“Fuck you,” I grin down at him and shake my head.
“No thanks. You’d come too quickly.” Jin gasps, and when I whip my head back around to him, his hand is clamped over his mouth. “I’m sorry.”
“Why? Because you can’t hold your liquor?”
“Hey!” His face sparks back to life. “You’re the one who brought out the soju.”
“And you’re the one who said you could handle it.”
“It’s my people’s national drink. How could I call myself Korean if I backed down?”
Putting our plates in the sink, I take two glasses from the cupboard.
“You’re American, little man,” I tell him while filling the cups with water from the filter. “You should be drinking Bud Light.”
“Screw you.”
“No thanks, I’d probably break you.”
“Screw you.” There’s a twinge of hostility in Jin’s voice as he repeats his response.

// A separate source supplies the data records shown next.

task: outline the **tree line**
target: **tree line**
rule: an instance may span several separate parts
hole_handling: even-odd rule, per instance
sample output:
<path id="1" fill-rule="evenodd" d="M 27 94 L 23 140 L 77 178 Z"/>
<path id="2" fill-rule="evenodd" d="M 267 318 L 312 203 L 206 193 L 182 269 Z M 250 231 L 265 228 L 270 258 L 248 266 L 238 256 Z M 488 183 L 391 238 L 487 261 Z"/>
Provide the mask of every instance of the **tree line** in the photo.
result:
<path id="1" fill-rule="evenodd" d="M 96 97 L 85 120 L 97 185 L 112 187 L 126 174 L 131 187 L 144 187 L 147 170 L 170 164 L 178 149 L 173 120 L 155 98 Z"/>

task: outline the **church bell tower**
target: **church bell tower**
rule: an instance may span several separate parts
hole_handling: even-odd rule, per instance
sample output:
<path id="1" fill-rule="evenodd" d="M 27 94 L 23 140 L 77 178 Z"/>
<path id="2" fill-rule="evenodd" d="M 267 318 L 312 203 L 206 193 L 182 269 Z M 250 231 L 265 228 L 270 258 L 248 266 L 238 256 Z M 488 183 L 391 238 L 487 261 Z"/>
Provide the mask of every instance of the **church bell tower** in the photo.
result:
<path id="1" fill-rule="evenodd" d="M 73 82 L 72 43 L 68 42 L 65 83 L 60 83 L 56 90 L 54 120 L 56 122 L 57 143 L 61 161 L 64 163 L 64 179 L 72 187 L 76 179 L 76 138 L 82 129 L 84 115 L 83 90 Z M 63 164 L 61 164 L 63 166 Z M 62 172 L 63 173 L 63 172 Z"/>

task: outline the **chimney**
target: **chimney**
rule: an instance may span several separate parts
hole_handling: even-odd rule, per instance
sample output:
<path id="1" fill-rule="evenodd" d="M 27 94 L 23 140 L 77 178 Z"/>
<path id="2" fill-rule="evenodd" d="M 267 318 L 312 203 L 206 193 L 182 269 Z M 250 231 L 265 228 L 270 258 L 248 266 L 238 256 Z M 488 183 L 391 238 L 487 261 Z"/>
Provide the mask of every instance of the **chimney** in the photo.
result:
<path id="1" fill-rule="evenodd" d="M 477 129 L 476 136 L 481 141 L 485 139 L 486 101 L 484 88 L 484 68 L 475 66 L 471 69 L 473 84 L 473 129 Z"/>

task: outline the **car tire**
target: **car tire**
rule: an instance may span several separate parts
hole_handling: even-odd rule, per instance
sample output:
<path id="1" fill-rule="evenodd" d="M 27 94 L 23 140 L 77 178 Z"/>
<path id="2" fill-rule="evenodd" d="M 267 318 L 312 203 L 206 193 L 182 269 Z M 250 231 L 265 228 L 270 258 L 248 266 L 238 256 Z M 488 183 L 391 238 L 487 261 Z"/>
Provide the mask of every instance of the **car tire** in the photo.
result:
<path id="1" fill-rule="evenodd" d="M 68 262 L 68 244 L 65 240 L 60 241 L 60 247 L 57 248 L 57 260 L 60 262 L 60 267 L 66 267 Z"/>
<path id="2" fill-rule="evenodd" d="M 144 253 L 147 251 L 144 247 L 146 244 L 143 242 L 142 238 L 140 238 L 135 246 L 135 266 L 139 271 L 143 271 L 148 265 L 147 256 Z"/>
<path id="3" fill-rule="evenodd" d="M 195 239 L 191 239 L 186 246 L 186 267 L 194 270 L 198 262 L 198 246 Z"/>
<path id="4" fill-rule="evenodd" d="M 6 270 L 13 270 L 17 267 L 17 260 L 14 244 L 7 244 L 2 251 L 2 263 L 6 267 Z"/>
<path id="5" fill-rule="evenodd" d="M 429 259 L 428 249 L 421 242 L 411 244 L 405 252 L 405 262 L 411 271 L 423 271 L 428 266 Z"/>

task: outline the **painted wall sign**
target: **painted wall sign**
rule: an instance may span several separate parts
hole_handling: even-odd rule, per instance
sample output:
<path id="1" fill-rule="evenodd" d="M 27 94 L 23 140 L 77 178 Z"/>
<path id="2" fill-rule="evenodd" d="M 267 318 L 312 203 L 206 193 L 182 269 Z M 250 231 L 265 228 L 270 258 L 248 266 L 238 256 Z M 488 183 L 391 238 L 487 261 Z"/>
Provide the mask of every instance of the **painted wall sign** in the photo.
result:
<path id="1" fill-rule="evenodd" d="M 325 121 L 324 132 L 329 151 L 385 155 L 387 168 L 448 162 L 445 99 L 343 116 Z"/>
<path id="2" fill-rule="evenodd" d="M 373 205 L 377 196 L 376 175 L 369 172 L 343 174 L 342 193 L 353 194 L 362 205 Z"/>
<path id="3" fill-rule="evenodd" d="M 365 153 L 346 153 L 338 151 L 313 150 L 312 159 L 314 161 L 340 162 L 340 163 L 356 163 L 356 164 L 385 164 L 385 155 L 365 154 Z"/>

“Is the little man a pain whore?”
“Stop calling me that!” he yells, but I hand him the water like I didn’t hear a thing. In spite of his irritation, he downs severalmouthfuls, then scoots forward from where he's leaning against the couch to place it on the coffee table. Following suit, I take a drink, then walk backwards to take a seat on the floor in front of my side of the couch.
“More,” Jin says, banging his empty glass tumbler on the coffee table.
“Did you purposefully wait till I sat down?”
He reaches to grab the unopened soju bottle. “You’re not the only one who wants to get drunk and forget about something.”
“Uh, uh, uh.” I snatch it out of his hand and place it on my side of the coffee table. “You’re underage, and I’m the responsible adult.”
A full belly laugh explodes out of Jin, and he collapses backward onto the rug. “You’ve never been responsible a day in your life.”
“And you have, little man?”
“I told you to stop it,” he snaps again, this time kicking me in the thigh.
I shrug flippantly. “You look pretty small from where I am.”
“And you look like a dickhead from here.” Rolling onto his stomach, he pushes up onto all fours and crawls around to the other side of the table. After pouring us both the drink he demanded, he leans forward on the wood with his elbows and casually shoots half the clear liquid in one go. “I'm not a fan of lemongrass.”
“Take it up with your mother. I assume she’s who you stole it from.”
Like a bratty kid, he pokes his tongue out at me and downs the second half. “I’m bored. Put a movie on.”
“When the fuck did you become so demanding?”
“When you stopped hitting me.”
I was part way through standing up when he started talking, and now I’m sitting on the edge of the couch, looking at him ashe lays spread eagle on the rug while staring straight up into the rafters.
“I’m sorry.”
“I don’t believe anything you say.”
“You believed me when I said dinner was good.”